Alors qu'une autre commande comme "dir" fonctionne correctement (et est, comme "tree" spécifique à Windows)

Quelqu'un a-t-il déjà utilisé smbclient pour quelque chose de simillaire ? (ou bien si vous avez tout simplement des propositions pour réaliser ce que je veux  :Smile:  )
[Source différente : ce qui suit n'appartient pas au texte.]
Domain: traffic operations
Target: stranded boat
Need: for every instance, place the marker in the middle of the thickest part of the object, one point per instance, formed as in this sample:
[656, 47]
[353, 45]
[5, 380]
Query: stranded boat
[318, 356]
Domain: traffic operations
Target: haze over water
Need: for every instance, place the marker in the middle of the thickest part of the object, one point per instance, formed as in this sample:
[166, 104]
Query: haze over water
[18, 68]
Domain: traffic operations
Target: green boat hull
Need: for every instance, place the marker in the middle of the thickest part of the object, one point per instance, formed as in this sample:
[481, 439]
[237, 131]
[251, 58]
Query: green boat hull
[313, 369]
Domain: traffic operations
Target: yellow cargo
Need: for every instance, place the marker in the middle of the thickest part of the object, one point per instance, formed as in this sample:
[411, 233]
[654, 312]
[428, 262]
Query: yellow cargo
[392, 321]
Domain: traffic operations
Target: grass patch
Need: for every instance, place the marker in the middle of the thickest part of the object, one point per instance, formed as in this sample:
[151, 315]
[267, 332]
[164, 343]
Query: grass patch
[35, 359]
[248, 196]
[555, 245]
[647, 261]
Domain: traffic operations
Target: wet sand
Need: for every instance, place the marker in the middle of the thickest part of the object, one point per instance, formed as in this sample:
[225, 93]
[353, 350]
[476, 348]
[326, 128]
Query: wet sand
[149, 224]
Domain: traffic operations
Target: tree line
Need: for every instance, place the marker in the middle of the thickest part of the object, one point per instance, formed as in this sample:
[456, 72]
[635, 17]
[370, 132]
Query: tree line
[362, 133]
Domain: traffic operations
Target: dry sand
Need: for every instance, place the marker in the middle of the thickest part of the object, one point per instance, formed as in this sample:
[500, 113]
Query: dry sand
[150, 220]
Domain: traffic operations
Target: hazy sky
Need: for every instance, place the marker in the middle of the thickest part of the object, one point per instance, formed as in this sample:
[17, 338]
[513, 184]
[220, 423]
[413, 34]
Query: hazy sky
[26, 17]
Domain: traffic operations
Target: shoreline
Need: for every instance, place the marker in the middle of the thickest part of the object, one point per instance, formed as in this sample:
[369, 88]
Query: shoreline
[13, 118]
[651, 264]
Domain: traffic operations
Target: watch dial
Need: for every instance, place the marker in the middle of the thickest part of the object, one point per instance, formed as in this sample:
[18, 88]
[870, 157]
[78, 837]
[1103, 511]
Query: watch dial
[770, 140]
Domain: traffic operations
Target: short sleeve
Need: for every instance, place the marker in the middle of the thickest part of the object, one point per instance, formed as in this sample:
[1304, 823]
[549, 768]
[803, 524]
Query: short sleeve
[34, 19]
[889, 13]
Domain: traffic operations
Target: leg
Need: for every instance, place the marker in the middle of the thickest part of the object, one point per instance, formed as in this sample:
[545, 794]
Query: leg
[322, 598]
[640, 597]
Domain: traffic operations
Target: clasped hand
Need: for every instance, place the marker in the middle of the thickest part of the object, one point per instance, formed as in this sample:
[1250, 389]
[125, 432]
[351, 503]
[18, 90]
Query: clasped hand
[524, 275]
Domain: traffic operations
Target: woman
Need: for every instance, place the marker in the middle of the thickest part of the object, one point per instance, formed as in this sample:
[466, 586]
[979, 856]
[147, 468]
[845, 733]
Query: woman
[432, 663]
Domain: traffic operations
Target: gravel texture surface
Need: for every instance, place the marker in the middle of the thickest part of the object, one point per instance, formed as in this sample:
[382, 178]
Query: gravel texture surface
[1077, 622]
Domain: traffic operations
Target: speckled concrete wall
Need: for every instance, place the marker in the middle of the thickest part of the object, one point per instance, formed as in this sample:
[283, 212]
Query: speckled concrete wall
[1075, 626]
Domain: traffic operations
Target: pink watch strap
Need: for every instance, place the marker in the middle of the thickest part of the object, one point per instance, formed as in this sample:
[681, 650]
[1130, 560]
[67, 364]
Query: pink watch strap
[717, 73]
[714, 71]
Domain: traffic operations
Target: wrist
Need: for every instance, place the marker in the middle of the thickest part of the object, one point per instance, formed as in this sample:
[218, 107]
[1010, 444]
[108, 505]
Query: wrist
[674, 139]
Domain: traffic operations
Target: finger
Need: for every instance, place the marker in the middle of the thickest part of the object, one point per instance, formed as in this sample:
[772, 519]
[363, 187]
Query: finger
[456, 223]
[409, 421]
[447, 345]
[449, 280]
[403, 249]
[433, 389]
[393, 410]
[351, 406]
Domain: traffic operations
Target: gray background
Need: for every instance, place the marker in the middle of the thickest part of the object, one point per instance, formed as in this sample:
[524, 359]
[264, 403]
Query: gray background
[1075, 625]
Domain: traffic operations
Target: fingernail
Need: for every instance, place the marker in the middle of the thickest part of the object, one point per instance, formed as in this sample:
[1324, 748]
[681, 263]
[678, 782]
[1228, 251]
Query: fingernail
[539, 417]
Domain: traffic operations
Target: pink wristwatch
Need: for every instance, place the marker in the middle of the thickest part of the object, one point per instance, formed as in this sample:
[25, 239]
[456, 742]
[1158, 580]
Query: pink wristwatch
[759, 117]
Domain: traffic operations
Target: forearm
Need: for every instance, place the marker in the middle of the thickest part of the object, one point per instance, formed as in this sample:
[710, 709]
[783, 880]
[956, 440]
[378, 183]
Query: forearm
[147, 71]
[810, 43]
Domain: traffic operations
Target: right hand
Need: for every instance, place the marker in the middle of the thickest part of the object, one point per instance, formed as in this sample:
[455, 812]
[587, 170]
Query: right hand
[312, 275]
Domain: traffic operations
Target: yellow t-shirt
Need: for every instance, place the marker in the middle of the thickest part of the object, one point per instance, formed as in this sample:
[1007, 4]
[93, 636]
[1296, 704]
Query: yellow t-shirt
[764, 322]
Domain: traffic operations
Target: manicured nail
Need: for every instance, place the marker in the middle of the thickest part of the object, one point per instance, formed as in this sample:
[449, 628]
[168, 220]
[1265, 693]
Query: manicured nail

Merci d'avanceLast edited by Shadoweb on Thu Sep 09, 2010 12:13 pm; edited 2 times in total

----------

## Picani

C'est peut-être une connerie, mais si la machine Windows a PowerShell d'installé elle peut utiliser les commandes Posix. Par contre, je ne connais pas la commande Posix correspondante pour ton problème ...

----------

## Shadoweb

Le soucis, c'est que je dois réaliser le script sous linux, et que je n'ai droit qu'à la commande smbclient pour lire sur le serveur windows (sauf si j'ai envi d'installer ce qu'il faut pour monter le partage sur ma linux, mais je crois que quand j'avais regardé pour cela, il fallait installer smbfs et donc recompiler le noyau pour prise en charge, donc pas trop envi ! )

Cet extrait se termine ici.